5. In Fig.7 the alteration of the vacuolation of the retina is not very clear. Can this be measured by phalloidin staining of photoreceptor neurons ?

Response: Thank you for this helpful suggestion. To improve the clarity of vacuolation in the retina, we have added thresholded (gray-scale) images to better highlight vacuole structures and facilitate their visualization. In addition, we indicated the lamina area in which vacuoles are quantified.

Figure 7 legend has been revised as follows:

"Tau-induced neurodegeneration is observed as vacuoles in the lamina (arrows). (Left) Representative images (top: hematoxylin–eosin-stained sections; bottom: corresponding thresholded images used for quantification of vacuoles within the lamina, indicated by dashed lines). (Right) Quantification of vacuole area, normalized to the total lamina area."

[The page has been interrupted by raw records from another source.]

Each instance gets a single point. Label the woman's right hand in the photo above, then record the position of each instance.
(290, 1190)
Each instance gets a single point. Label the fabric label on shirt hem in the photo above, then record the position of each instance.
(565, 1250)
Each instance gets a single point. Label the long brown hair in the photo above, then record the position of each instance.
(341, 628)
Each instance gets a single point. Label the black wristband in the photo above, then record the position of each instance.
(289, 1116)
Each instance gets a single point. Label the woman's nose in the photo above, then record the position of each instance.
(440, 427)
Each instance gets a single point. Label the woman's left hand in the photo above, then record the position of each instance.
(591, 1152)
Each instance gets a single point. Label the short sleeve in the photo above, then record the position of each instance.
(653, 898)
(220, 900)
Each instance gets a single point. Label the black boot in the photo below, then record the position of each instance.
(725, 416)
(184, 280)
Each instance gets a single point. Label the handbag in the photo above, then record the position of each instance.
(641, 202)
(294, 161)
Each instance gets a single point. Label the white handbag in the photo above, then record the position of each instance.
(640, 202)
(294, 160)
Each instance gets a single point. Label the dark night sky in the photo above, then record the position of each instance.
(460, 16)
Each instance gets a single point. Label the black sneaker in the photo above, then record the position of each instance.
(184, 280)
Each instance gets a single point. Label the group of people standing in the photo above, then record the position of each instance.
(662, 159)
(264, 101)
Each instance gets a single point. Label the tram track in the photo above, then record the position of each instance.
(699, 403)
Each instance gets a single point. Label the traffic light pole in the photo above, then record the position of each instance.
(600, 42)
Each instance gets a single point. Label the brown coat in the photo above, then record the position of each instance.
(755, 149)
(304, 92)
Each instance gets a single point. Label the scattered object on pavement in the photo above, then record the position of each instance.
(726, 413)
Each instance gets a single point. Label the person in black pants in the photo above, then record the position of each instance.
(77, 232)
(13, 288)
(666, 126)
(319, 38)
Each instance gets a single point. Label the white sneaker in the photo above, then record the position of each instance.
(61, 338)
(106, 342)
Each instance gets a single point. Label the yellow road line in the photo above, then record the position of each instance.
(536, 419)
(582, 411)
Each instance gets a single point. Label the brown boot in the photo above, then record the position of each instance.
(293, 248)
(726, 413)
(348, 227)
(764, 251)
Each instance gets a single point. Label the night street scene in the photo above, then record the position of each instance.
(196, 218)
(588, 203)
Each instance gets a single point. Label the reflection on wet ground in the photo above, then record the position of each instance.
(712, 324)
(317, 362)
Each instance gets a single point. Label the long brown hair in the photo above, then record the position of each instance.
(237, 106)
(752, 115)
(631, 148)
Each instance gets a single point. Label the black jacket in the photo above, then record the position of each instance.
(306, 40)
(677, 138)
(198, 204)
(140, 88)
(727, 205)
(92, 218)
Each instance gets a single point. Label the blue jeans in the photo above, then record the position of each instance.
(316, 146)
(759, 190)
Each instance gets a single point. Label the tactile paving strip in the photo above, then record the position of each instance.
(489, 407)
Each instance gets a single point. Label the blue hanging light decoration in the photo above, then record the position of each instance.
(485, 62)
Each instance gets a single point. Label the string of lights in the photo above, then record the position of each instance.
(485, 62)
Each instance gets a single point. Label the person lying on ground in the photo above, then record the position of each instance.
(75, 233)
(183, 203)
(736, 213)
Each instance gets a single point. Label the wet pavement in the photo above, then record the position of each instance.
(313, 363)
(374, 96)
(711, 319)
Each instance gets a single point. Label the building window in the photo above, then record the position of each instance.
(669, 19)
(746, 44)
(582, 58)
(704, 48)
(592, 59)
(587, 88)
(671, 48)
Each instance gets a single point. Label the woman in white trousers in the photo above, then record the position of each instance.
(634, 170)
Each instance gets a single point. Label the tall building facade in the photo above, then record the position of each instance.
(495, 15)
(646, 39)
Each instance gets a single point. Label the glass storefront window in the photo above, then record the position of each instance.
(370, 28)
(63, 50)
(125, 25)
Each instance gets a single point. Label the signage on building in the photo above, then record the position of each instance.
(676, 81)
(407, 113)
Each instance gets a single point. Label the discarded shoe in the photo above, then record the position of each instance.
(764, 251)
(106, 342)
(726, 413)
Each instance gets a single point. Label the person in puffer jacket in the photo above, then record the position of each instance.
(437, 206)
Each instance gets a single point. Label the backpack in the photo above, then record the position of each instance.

Regarding the reviewer’s suggestion to use phalloidin staining of photoreceptor neurons, we agree that this approach can provide structural information on photoreceptor organization. However, in this study, we focused on vacuolation in the lamina as a well-established histopathological readout of neurodegeneration in this model. We believe that the improved visualization and quantification presented here adequately address the reviewer’s concern.

Author Response File: Author Response.docx

Round 2

Reviewer 1 Report

Comments and Suggestions for Authors

The authors have appropriately responded to the referee's concerns. I have no further comments. Great works.

Reviewer 2 Report

Comments and Suggestions for Authors

The authors have successfully addressed all my suggestions.